Give us the ballot (Give us the ballot), and we will transform the salient misdeeds of bloodthirsty mobs (Yeah) into the calculated good deeds of orderly citizens.
Give us the ballot (Give us the ballot), and we will fill our legislative halls with men of goodwill (All right now) and send to the sacred halls of Congress men who will not sign a “Southern Manifesto” because of their devotion to the manifesto of justice.5(Tell ’em about it)
Give us the ballot (Yeah), and we will place judges on the benches of the South who will do justly and love mercy (Yeah), and we will place at the head of the southern states governors who will, who have felt not only the tang of the human, but the glow of the Divine.Give us the ballot (Yes), and we will quietly and nonviolently, without rancor or bitterness, implement the Supreme Court’s decision of May seventeenth, 1954. (That’s right)
In this juncture of our nation’s history, there is an urgent need for dedicated and courageous leadership…’
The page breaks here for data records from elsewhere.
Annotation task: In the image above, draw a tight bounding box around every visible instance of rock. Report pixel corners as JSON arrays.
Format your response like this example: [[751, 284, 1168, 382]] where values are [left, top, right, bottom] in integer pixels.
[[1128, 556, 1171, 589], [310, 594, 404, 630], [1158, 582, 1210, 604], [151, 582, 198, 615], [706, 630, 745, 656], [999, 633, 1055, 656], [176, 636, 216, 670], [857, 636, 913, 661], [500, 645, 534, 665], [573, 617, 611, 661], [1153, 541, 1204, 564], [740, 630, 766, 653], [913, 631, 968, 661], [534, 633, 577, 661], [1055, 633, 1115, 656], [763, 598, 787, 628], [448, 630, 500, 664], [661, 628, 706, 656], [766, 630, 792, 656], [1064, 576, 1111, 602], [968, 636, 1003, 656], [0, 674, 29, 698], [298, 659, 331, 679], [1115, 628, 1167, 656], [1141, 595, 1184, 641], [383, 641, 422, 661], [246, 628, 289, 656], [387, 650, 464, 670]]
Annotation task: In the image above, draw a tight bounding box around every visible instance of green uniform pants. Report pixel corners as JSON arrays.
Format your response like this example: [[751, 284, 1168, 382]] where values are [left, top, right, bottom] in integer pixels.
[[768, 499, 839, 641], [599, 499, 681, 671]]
The following is from Dr. Martin Luther King, Jr.’s Address at the Conclusion of the Selma to Montgomery March (March 25, 1965):
‘My dear and abiding friends, Ralph Abernathy, and to all of the distinguished Americans seated here on the rostrum, my friends and co-workers of the state of Alabama, and to all of the freedom-loving people who have assembled here this afternoon from all over our nation and from all over the world: Last Sunday, more than eight thousand of us started on a mighty walk from Selma, Alabama. We have walked through desolate valleys and across the trying hills. We have walked on meandering highways and rested our bodies on rocky byways. Some of our faces are burned from the outpourings of the sweltering sun. Some have literally slept in the mud. We have been drenched by the rains. [Audience:] (Speak) Our bodies are tired and our feet are somewhat sore.But today as I stand before you and think back over that great march, I can say, as Sister Pollard said—a seventy-year-old Negro woman who lived in this community during the bus boycott—and one day, she was asked while walking if she didn’t want to ride. And when she answered, “No,” the person said, “Well, aren’t you tired?” And with her ungrammatical profundity, she said, “My feets is tired, but my soul is rested.” (Yes, sir. All right) And in a real sense this afternoon, we can say that our feet are tired, (Yes, sir) but our souls are rested. They told us we wouldn’t get here. And there were those who said that we would get here only over their dead bodies, (Well. Yes, sir. Talk) but all the world today knows that we are here and we are standing before the forces of power in the state of Alabama saying, “We ain’t goin’ let nobody turn us around.” (Yes, sir. Speak) [Applause]Now it is not an accident that one of the great marches of American history should terminate in Montgomery, Alabama. (Yes, sir) Just ten years ago, in this very city, a new philosophy was born of the Negro struggle. Montgomery was the first city in the South in which the entire Negro community united and squarely faced its age-old oppressors. (Yes, sir. Well) Out of this struggle, more than bus [de]segregation was won; a new idea, more powerful than guns or clubs was born. Negroes took it and carried it across the South in epic battles (Yes, sir. Speak) that electrified the nation (Well) and the world…’
In the Spirit of Truth and Justice,
Rev. Dr. William J. Barber, II
President, N.C. NAACP
For more information about the N.C. NAACP’s efforts, go to http://www.naacpnc.org/.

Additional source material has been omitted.